"McPherson acknowledges that people may be depressed, or feel a burden, or come under pressure from relatives. But these issues are not peculiar to dying – they apply in other areas such as abortion.This is not the first time that the pro-death lobby has argued for assisted suicide using a comparison with the Abortion Act. Debbie Purdy, the disabled woman whose VES-backed court case led to the undermining of protection for the disabled, said:
Like the Abortion Act, an Assisted Dying Act would be about giving people – in this case the terminally ill – the right to choose. And as with abortion 'you would probably need two doctors to approve it.'"
"Since the 1961 Suicide Act was introduced we have legalised homosexuality and abortion without making them compulsory. We need to look at the law on assisted suicide again and think about how that could be legalised too with proper safeguards in place."Indeed, Sarah Wootton, the VES's head, used to work for the pro-abortion Family Planning Association (FPA) and was a founding trustee of Abortion Rights.
So it's unsurprising that Dr McPherson doesn't sound particularly bothered about assisted suicides requested under duress. After all, most legal abortions are unwanted or coerced. McPherson's and Wooton's support for assisted suicide is, like their support for abortion, based more on ideology than patient welfare. Should assisted suicide be enshrined in law, the VES will soon be working to undermine the very safeguards they claim to support - just as the pro-abortion organisations which Sarah Wootton used to work for are now lobbying to remove the two-doctors requirement.
So the VES has very helpfully set out their road-map for assisted suicide and euthanasia, based on abortion law.
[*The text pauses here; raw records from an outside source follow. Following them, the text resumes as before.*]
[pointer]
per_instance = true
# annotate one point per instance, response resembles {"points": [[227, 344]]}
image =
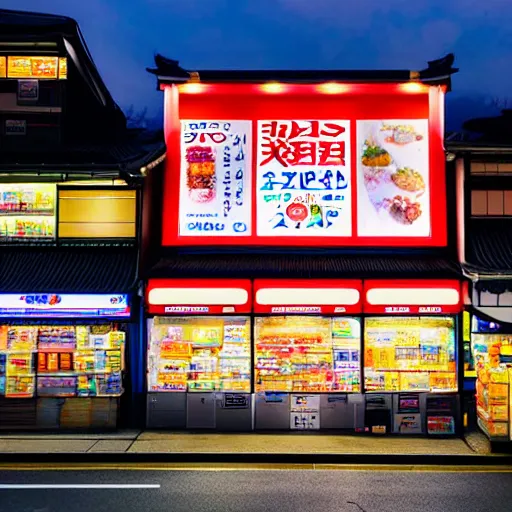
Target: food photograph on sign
{"points": [[393, 178], [215, 178], [303, 178]]}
If that road-map is followed, we will thefore see:
- permission in so-called 'hard cases' lead to killing on demand and killing under duress
- so-called safeguards ignored, falsely interpreted and undermined
- medics and others with a conscientious objection persecuted
- taxpayers' money diverted
In 1925 a certain Austrian politician set out his own road-map for changing societal norms, including a rejection of the sanctity of life. Many people dismissed the road-map, and labelled the people warning about it as scaremongers. 20 years later over 50 million people lay dead, including millions killed through the author's openness to suicide, euthanasia and abortion. It's high time for a road-block, so I'm greatly relieved by last night's vote by the French Senate to reject assisted suicide and euthanasia.